Tuesday, January 14 17:44:29
A rally that saw the ISEQ climb by well over 100 points in a little over a week came to an end this morning as investors pocketed gains and as global shares were dented by corporate earnings worries.
The index was down 8.72 points to 4,783.04.
Global shares fell as weak earnings pre-announcements in the United States fuelled worries that the upcoming reporting season may disappoint, leaving some indexes looking expensive after a bumper 2013. All major European stock indexes fell after a batch of U.S. companies posted weak earnings or forecasts on Monday. Underscoring concerns, JPMorgan Chase reported lower-than-expected earnings per share on Tuesday, sending its shares slightly lower in pre-market trade.
Shares in Dragon Oil fell 3c to E6.84 after it said it is on course to meet its target of 100,000 barrels of oil per day. It said it grew cash reserves to USD1.9bn in 2013, up from USD1.7bn, and its production growth targets remain "in sight". Working towards a 100,000 barrel per day target next year, the oil firm completed ten new wells in 2013 and it is now ramping up development drilling by adding new drill rigs - four are set to be operating within the Cheleken contract area. Last year daily production grew by 9.1pc to average 73,750 barrels per day, and the exit rate for December was 74,812 barrels per day. Dragon Oil plans to grow production by between 10 and 15pc in 2014, by drilling 14 to 16 new wells.

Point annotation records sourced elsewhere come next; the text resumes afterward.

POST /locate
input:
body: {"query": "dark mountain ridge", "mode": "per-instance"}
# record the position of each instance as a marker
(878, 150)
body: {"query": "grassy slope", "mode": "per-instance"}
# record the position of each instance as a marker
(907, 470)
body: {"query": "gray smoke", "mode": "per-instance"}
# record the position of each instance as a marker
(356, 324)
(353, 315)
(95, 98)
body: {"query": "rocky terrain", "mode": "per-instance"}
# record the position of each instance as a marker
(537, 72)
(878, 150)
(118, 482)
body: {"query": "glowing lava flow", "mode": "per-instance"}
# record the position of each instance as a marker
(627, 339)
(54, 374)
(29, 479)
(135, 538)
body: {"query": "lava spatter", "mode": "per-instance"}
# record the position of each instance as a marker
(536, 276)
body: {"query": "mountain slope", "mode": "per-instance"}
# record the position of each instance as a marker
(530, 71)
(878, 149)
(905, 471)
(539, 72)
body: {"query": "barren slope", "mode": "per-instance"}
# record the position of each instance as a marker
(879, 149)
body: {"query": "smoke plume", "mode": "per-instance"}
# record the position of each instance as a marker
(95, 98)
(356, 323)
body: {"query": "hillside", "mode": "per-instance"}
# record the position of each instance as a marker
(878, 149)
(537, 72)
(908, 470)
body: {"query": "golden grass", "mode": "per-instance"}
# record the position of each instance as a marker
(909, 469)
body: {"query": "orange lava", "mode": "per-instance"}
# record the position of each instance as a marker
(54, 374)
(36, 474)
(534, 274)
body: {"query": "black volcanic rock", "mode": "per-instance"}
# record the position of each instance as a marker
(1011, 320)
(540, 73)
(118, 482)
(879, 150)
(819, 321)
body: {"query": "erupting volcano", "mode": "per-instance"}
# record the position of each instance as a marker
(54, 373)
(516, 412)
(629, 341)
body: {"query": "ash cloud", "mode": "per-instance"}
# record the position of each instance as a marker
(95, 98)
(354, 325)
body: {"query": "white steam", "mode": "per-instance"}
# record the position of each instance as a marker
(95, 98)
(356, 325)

In its latest monthly update on the European Paper and Packaging market RISI is optimistic on the prospects for containerboard pricing and corrugated volumes in 2014. Having declined by 1pc in 2013, RISI expects corrugated volumes to increase by 1.3pc in 2014 broadly in line with Goodbody's assumption of 1.5pc, which is second half weighted. "It is encouraging that RISI remains positive on the pricing backdrop in Europe particularly the recovery in recent softness for kraftliner prices. This provides a solid platform for corrugators to increase box prices and therefore grow margins in 2014. Smurfit Kappa remains our favoured pick given its unjustified valuation discount and strong earnings and FCF growth," said Goodbody Stockbrokers. Shares in Smurfit Kappa fell 18c to E18.01.